Spa-Francorchamps. Niki Lauda wollte Max Verstappen schon zurück in die Fahrschule schicken. Und Kimi Räikkönen regte sich auch im klimatisierten Motorhome von Ferrari nach einigen hitzigen Duellen mit dem niederländischen Formel-1-Teenager in Belgien immer noch auf.

"Hätte ich nicht gebremst, hätten wir einen massiven Unfall gehabt", kommentierte der ehemalige Weltmeister aus Finnland den Zweikampf mit dem erst 18 Jahre Piloten von Red Bull. Einen heftigen Crash konnte der sonst so coole, aber diesmal spürbar erhitzte "Iceman" verhindern. Er prophezeite aber: "Früher oder später wird es passieren."

Statt des Jubels seiner angereisten Landsleute für den erhofften Podiumsplatz oder gar Sieg erntete der in Belgien geborene Niederländer Verstappen vor allem eines: Kopfschütteln und Kritik.
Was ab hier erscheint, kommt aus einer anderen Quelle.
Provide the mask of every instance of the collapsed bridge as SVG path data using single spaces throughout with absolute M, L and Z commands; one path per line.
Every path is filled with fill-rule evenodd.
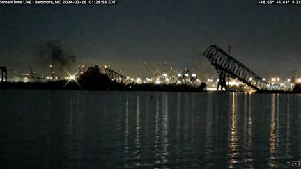
M 261 77 L 216 45 L 210 46 L 203 55 L 211 62 L 219 76 L 217 90 L 229 90 L 226 77 L 237 79 L 256 90 L 267 86 Z

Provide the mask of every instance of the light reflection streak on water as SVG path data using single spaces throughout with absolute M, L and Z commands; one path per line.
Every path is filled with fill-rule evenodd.
M 137 95 L 137 111 L 136 111 L 136 128 L 135 128 L 135 151 L 134 152 L 134 154 L 137 154 L 136 159 L 140 159 L 140 111 L 139 111 L 139 95 Z M 136 165 L 139 165 L 139 163 L 136 163 Z
M 155 115 L 155 157 L 160 156 L 159 151 L 160 148 L 158 147 L 159 140 L 160 140 L 160 131 L 159 131 L 159 97 L 157 95 L 156 97 L 156 115 Z M 160 161 L 156 160 L 157 158 L 155 159 L 155 163 L 157 164 L 160 163 Z
M 128 94 L 126 95 L 125 101 L 125 156 L 128 156 L 128 136 L 129 136 L 129 124 L 128 124 Z M 125 167 L 128 167 L 127 163 L 125 163 Z
M 180 134 L 179 134 L 179 130 L 180 130 L 180 97 L 181 97 L 181 94 L 180 92 L 178 93 L 178 101 L 177 101 L 177 128 L 176 128 L 176 140 L 177 143 L 179 142 L 180 140 Z M 178 147 L 178 151 L 177 152 L 178 153 L 178 144 L 177 144 L 177 147 Z
M 161 162 L 162 164 L 167 163 L 167 155 L 168 155 L 168 97 L 166 93 L 163 95 L 163 133 L 162 133 L 162 154 L 161 154 Z
M 68 142 L 68 148 L 69 148 L 69 151 L 71 151 L 72 150 L 73 147 L 73 143 L 74 143 L 74 139 L 72 137 L 72 131 L 73 131 L 73 106 L 72 106 L 72 99 L 70 99 L 70 104 L 69 104 L 69 108 L 70 108 L 70 113 L 69 113 L 69 138 L 70 138 L 70 141 Z M 72 167 L 72 164 L 69 161 L 69 163 L 68 163 L 68 168 L 71 168 Z
M 249 122 L 248 122 L 248 126 L 247 126 L 247 133 L 248 133 L 248 139 L 247 139 L 247 145 L 248 145 L 248 148 L 249 150 L 249 151 L 248 152 L 249 153 L 249 156 L 253 156 L 252 153 L 252 109 L 251 109 L 251 99 L 252 99 L 252 95 L 249 94 L 249 106 L 248 106 L 248 119 L 249 119 Z M 252 166 L 250 166 L 251 168 L 252 168 Z
M 245 150 L 244 153 L 244 162 L 249 163 L 252 160 L 251 135 L 252 135 L 252 117 L 251 117 L 251 94 L 244 95 L 244 123 L 243 123 L 243 148 Z M 253 165 L 249 163 L 248 167 L 253 168 Z
M 212 118 L 212 95 L 207 95 L 206 129 L 206 159 L 212 158 L 213 152 L 213 118 Z
M 290 95 L 288 95 L 288 99 L 290 99 Z M 288 153 L 290 152 L 290 104 L 287 103 L 286 106 L 286 156 L 288 157 Z
M 235 159 L 236 157 L 238 156 L 237 152 L 237 143 L 238 143 L 238 138 L 237 138 L 237 131 L 236 131 L 236 122 L 237 122 L 237 94 L 236 93 L 232 93 L 232 106 L 231 106 L 231 138 L 230 138 L 230 157 L 229 157 L 229 163 L 230 163 L 230 168 L 233 168 L 233 164 L 237 162 Z
M 275 94 L 271 95 L 271 112 L 270 112 L 270 163 L 271 168 L 275 167 L 275 149 L 276 149 L 276 103 Z

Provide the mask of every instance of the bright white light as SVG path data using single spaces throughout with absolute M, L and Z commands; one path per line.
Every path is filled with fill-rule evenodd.
M 75 80 L 75 75 L 70 75 L 69 76 L 69 79 L 70 79 L 70 80 Z

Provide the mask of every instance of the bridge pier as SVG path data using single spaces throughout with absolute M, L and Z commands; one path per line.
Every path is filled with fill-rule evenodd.
M 6 67 L 0 67 L 0 70 L 1 70 L 1 82 L 7 82 Z
M 219 90 L 220 87 L 220 90 Z M 226 77 L 225 76 L 219 76 L 219 81 L 217 83 L 217 91 L 223 91 L 223 88 L 224 88 L 226 92 L 228 92 L 228 87 L 226 83 Z

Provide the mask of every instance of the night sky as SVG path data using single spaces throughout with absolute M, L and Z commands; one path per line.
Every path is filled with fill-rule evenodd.
M 216 74 L 201 54 L 227 50 L 258 74 L 290 77 L 300 70 L 301 6 L 255 0 L 119 0 L 116 6 L 0 6 L 0 65 L 48 73 L 37 45 L 60 41 L 76 65 L 110 64 L 122 74 L 150 76 L 142 63 L 175 62 Z M 204 59 L 205 58 L 205 59 Z M 75 67 L 76 70 L 76 67 Z M 10 72 L 9 72 L 10 73 Z

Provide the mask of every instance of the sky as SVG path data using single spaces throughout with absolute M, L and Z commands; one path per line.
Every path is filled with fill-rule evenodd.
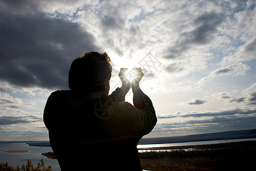
M 48 140 L 47 99 L 69 89 L 71 63 L 90 51 L 111 59 L 110 93 L 120 68 L 142 68 L 158 117 L 145 137 L 255 129 L 255 6 L 0 0 L 0 140 Z

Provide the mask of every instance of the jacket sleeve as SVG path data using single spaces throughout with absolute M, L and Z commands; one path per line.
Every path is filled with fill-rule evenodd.
M 116 123 L 119 123 L 121 132 L 143 136 L 149 133 L 155 125 L 155 111 L 150 99 L 139 88 L 134 92 L 133 102 L 134 105 L 127 102 L 119 103 Z
M 109 95 L 114 101 L 124 101 L 125 95 L 120 88 L 117 88 L 112 93 Z

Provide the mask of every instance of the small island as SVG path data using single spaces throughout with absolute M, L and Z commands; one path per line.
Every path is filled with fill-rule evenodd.
M 54 153 L 52 152 L 49 152 L 46 153 L 42 153 L 41 154 L 43 156 L 46 156 L 49 158 L 57 159 L 56 157 L 54 155 Z

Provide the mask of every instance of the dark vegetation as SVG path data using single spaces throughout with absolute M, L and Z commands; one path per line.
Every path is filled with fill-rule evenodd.
M 139 153 L 150 170 L 249 170 L 255 168 L 256 141 L 219 144 L 206 148 Z
M 139 153 L 149 170 L 247 170 L 256 161 L 256 141 L 143 149 L 151 150 Z M 51 152 L 42 154 L 55 157 Z
M 51 166 L 45 168 L 43 158 L 38 162 L 37 166 L 34 167 L 31 160 L 28 159 L 27 165 L 22 165 L 21 169 L 17 166 L 16 169 L 9 166 L 7 162 L 0 163 L 0 170 L 1 171 L 51 171 Z

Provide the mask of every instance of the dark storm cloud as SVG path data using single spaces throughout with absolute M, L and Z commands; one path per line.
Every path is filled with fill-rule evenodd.
M 125 22 L 120 18 L 117 18 L 117 16 L 113 17 L 105 15 L 102 19 L 101 22 L 102 26 L 107 29 L 115 30 L 121 28 L 125 25 Z
M 189 105 L 200 105 L 203 104 L 206 102 L 207 100 L 206 100 L 195 99 L 193 99 L 192 101 L 187 102 L 187 104 Z
M 250 104 L 256 104 L 256 91 L 250 93 L 247 99 Z
M 185 70 L 185 68 L 182 67 L 182 64 L 181 63 L 171 63 L 165 67 L 165 70 L 168 72 L 178 73 Z
M 29 124 L 38 121 L 42 121 L 42 118 L 33 115 L 26 116 L 0 116 L 0 125 L 8 125 L 18 124 Z
M 158 119 L 170 119 L 174 117 L 201 117 L 205 116 L 210 117 L 217 117 L 217 116 L 232 116 L 236 114 L 238 115 L 249 115 L 249 114 L 255 114 L 256 113 L 256 110 L 250 110 L 250 109 L 235 109 L 233 110 L 226 110 L 226 111 L 219 111 L 215 112 L 188 112 L 183 114 L 178 115 L 162 115 L 158 116 Z
M 44 14 L 0 13 L 0 80 L 23 87 L 66 88 L 72 60 L 98 50 L 77 23 Z
M 216 126 L 217 125 L 217 127 Z M 185 131 L 194 133 L 194 132 L 213 132 L 213 130 L 223 131 L 223 129 L 239 130 L 251 129 L 256 126 L 256 116 L 222 117 L 214 117 L 210 119 L 187 120 L 184 122 L 173 122 L 157 124 L 152 131 L 153 134 L 174 133 Z
M 189 50 L 193 45 L 209 43 L 217 33 L 217 27 L 223 22 L 218 14 L 213 12 L 205 13 L 196 18 L 193 23 L 195 27 L 190 31 L 181 33 L 175 45 L 167 51 L 167 59 L 174 59 Z

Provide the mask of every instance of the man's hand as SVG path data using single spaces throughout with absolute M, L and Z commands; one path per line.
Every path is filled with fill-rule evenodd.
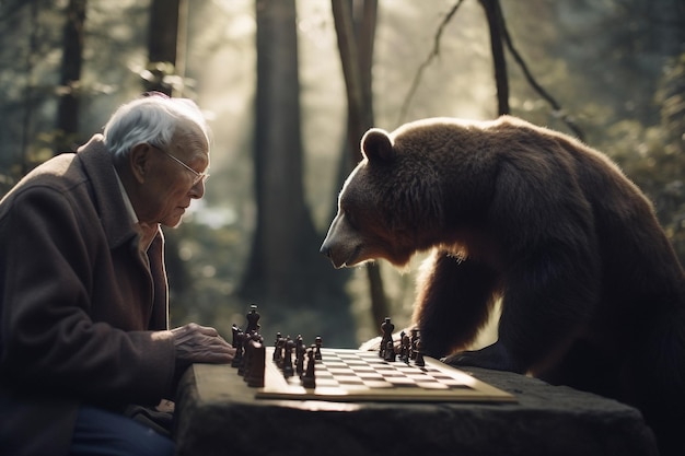
M 214 328 L 189 323 L 171 330 L 176 347 L 176 369 L 181 372 L 193 363 L 230 363 L 235 349 Z

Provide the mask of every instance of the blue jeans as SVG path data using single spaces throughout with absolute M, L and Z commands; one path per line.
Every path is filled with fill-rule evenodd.
M 172 456 L 174 442 L 150 428 L 94 407 L 81 407 L 71 456 Z

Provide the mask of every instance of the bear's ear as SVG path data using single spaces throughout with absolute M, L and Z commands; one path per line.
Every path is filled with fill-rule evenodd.
M 395 157 L 390 136 L 380 128 L 372 128 L 364 133 L 361 139 L 361 152 L 370 162 L 374 160 L 390 162 Z

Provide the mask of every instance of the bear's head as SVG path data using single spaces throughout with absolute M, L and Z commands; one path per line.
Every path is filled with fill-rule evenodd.
M 420 138 L 398 132 L 373 128 L 361 140 L 363 160 L 342 186 L 320 250 L 336 268 L 378 258 L 403 267 L 430 247 L 442 220 L 438 173 Z

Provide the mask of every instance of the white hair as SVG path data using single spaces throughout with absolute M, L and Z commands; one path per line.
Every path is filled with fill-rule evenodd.
M 171 144 L 176 126 L 183 120 L 196 124 L 209 143 L 209 127 L 195 102 L 163 94 L 120 106 L 105 125 L 104 142 L 115 156 L 126 155 L 136 144 L 144 142 L 164 148 Z

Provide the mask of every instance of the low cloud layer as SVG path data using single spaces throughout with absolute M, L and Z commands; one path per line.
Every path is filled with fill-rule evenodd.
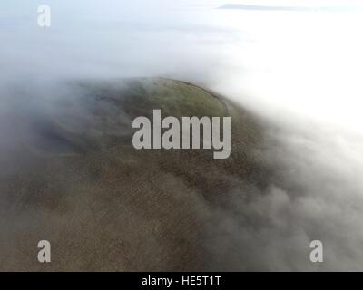
M 51 88 L 60 80 L 168 76 L 202 84 L 270 122 L 266 159 L 281 178 L 264 192 L 251 188 L 248 200 L 237 187 L 226 193 L 230 204 L 212 212 L 205 246 L 221 253 L 221 268 L 363 269 L 359 13 L 49 0 L 52 26 L 41 29 L 43 3 L 19 3 L 4 4 L 0 15 L 0 129 L 9 137 L 0 138 L 3 152 L 25 138 L 26 129 L 17 135 L 3 122 L 14 121 L 15 91 L 36 112 L 43 98 L 55 98 L 59 88 Z M 314 239 L 323 242 L 322 264 L 309 260 Z

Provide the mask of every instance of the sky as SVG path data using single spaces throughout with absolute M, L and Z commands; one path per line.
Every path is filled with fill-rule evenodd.
M 215 213 L 216 228 L 236 249 L 251 253 L 236 255 L 244 257 L 240 265 L 229 256 L 233 266 L 363 269 L 362 12 L 216 9 L 226 3 L 362 5 L 2 1 L 2 97 L 6 88 L 22 82 L 42 87 L 86 77 L 167 76 L 213 89 L 280 128 L 270 136 L 280 146 L 272 146 L 267 158 L 283 165 L 289 184 L 271 184 L 269 194 L 248 205 L 237 191 L 231 210 Z M 52 9 L 49 29 L 36 24 L 40 4 Z M 269 227 L 241 226 L 246 217 L 259 219 L 262 214 L 270 218 Z M 303 257 L 314 238 L 326 246 L 326 262 L 319 266 Z

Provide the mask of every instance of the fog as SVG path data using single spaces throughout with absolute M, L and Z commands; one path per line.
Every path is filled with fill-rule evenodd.
M 47 29 L 36 24 L 44 3 Z M 286 187 L 250 201 L 236 188 L 206 246 L 237 270 L 362 270 L 362 12 L 216 9 L 223 4 L 2 4 L 0 111 L 19 82 L 165 76 L 213 89 L 270 122 L 266 159 L 281 166 Z M 315 239 L 321 264 L 309 259 Z

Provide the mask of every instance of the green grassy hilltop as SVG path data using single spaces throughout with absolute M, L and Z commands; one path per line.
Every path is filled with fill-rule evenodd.
M 221 255 L 205 246 L 213 208 L 223 208 L 233 188 L 263 188 L 271 175 L 262 158 L 262 123 L 184 82 L 69 87 L 74 94 L 17 121 L 29 136 L 14 144 L 11 174 L 0 177 L 0 270 L 210 269 Z M 153 109 L 162 117 L 231 116 L 231 157 L 135 150 L 132 120 L 152 118 Z M 49 265 L 36 259 L 42 239 L 52 244 Z

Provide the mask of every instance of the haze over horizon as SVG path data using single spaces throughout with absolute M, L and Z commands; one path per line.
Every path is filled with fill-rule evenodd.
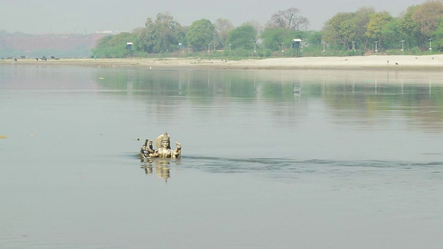
M 92 33 L 97 31 L 132 31 L 143 27 L 146 19 L 168 12 L 182 26 L 194 21 L 219 18 L 230 20 L 235 26 L 248 21 L 264 25 L 278 10 L 294 7 L 310 21 L 309 30 L 320 30 L 325 21 L 341 12 L 355 12 L 361 7 L 374 7 L 393 17 L 408 7 L 426 0 L 314 0 L 290 3 L 284 0 L 246 1 L 227 0 L 219 5 L 201 0 L 181 1 L 127 0 L 109 3 L 105 0 L 0 0 L 0 30 L 30 34 Z

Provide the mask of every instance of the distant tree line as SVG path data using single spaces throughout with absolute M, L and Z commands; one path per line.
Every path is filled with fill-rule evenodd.
M 443 50 L 442 1 L 409 6 L 398 17 L 365 7 L 337 13 L 319 31 L 308 30 L 309 24 L 296 8 L 273 13 L 264 27 L 255 21 L 234 27 L 223 18 L 213 23 L 202 19 L 183 26 L 169 13 L 159 13 L 147 18 L 144 27 L 102 38 L 92 52 L 98 57 L 291 56 L 294 38 L 302 39 L 305 56 L 417 55 Z

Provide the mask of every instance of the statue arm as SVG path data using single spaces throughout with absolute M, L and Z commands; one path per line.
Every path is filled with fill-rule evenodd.
M 181 145 L 179 142 L 175 142 L 175 145 L 177 146 L 177 148 L 174 151 L 174 157 L 180 157 L 181 155 Z

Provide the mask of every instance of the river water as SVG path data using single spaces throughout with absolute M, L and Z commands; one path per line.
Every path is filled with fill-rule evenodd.
M 0 248 L 440 248 L 442 128 L 439 72 L 1 65 Z

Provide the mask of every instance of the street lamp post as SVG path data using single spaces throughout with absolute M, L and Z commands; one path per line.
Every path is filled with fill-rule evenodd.
M 432 53 L 432 38 L 429 39 L 429 53 Z
M 401 42 L 401 53 L 403 53 L 403 55 L 404 55 L 404 46 L 403 46 L 404 44 L 404 40 L 401 40 L 400 41 L 400 42 Z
Verstappen gehöre noch mal in die Schule, schimpfte RTL-Experte Niki Lauda. "Ein junger Mann, der ein Jahrhunderttalent ist, muss seinen Kopf einschalten und darf andere nicht gefährden", forderte der dreimalige Weltmeister.

Verstappen aber verstand die Formel-1-Welt nicht mehr. Bestraft wurden seine Aktionen auf dem Kurs in Spa-Francorchamps von den Rennkommissaren nicht, nicht einmal untersucht. Daher fühlte sich der Teenager, der nicht zum ersten Mal mit einer kompromisslosen Fahrweise auffällt, auch unschuldig. "Ich verteidige nur meine Position. Wenn das jemandem nicht passt, dann ist das dessen Problem", betonte Verstappen.

Räikkönen, der schon während des Rennens ungewohnt redselig via Funk gewesen war und Verstappens Fahrweise als "verdammt lächerlich" bezeichnet hatte, vermutete auch, der Youngster habe ihn in Kurve eins abdrängen wollen. Dort hatte der Niederländer nach einem schwachen Start von Rang zwei aus innen die beiden besser losgefahrenen Ferraris von Räikkönen und Sebastian Vettel attackiert.

Die Schuld dafür, dass er selbst seinen Wagen demolierte und beide Ferraris mit Schäden nach wenigen Metern den Rest des Rennens bestreiten mussten, gab Verstappen seinen Gegnern. "Sie haben mich weiter zerquetscht", befand er, ein 32-maliger Grand-Prix-Pilot. Vettel, der außen gefahren war, habe einfach versucht, in die Kurve zu fahren, wo schon zwei Autos gewesen seien. Und überhaupt: "Es ist mir egal, was andere sagen. Wenn es falsch gewesen wäre, hätten die Stewards eine Strafe ausgesprochen."

Vettel, der viermalige Weltmeister, mahnte, man solle nun auch keinen Hype aus der Angelegenheit machen. "Ich mag ihn, er ist aggressiv." Allerdings seien einige seiner Manöver auch nicht so korrekt, meinte der 29-Jährige. Sein Rennen war durch die erste Kurvenkollision mit Kollege Räikkönen, der seinerseits Verstappen ausweichen musste, zerstört. Mehr als Platz sechs war nicht mehr drin. Räikkönen, 36 Jahre alter Ex-Weltmeister, schaffte es nur noch auf Rang neun und musste dabei auch noch weitere Zweikämpfe mit Verstappen hinter sich bringen.

Der Shootingstar aus den Niederlanden wurde Elfter, verpasste somit sogar die Punkteränge. Und das war beim Rennen, nur 100 Kilometer von seiner belgischen Geburtsstadt Hasselt entfernt und vor zehntausenden holländischen Fans, wohl erstmal die härteste Strafe für Verstappen, der in Spanien im Mai zum jüngsten Grand-Prix-Gewinner der Formel-1-Historie avanciert war.